The summer after Jean came to the Gentlemen Bastards, Father Chains took him and Locke up to the temple roof one night after dinner. Chains smoked a paper-wrapped sheaf of Jeremite tobacco while the sunlight sank beneath the horizon and the caught fire of the city’s Elderglass rose glimmering in its place.

That night, he wanted to talk about the eventual necessity of cutting throats.

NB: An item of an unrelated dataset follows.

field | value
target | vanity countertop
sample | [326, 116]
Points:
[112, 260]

“I had this talk with Calo and Galdo and Sabetha last year,” he began. “You boys are investments, in time and treasure both.” He exhaled ragged crescents of pale smoke, failing as usual to conjure full rings. “Big investments. My life’s work, maybe. A pair of brat masterpieces. So I want you to remember that you can’t always smile your way around a fight. If someone pulls steel on you, I expect you to survive. Sometimes that means giving back in kind. Sometimes it means running like your ass is on fire. Always it means knowing which is the right choice-and that’s why we’ve got to talk about your inclinations.”

Chains fixed Locke with a stare while he took a long, deliberate drag on his sheaf-the final breath of a man treading in unpleasant water, preparing to go under the surface.

“You and I both know that you have multiple talents, Locke, genuine gifts for a great many things. So I have to give this to you straight. If it comes down to hard talk with a real foe, you’re nothing but a pair of pissed breeches and a bloodstain. You can kill, all right, that’s the gods’ own truth, but you’re just not made for stand-up, face-to-face bruising. And you know it, right?”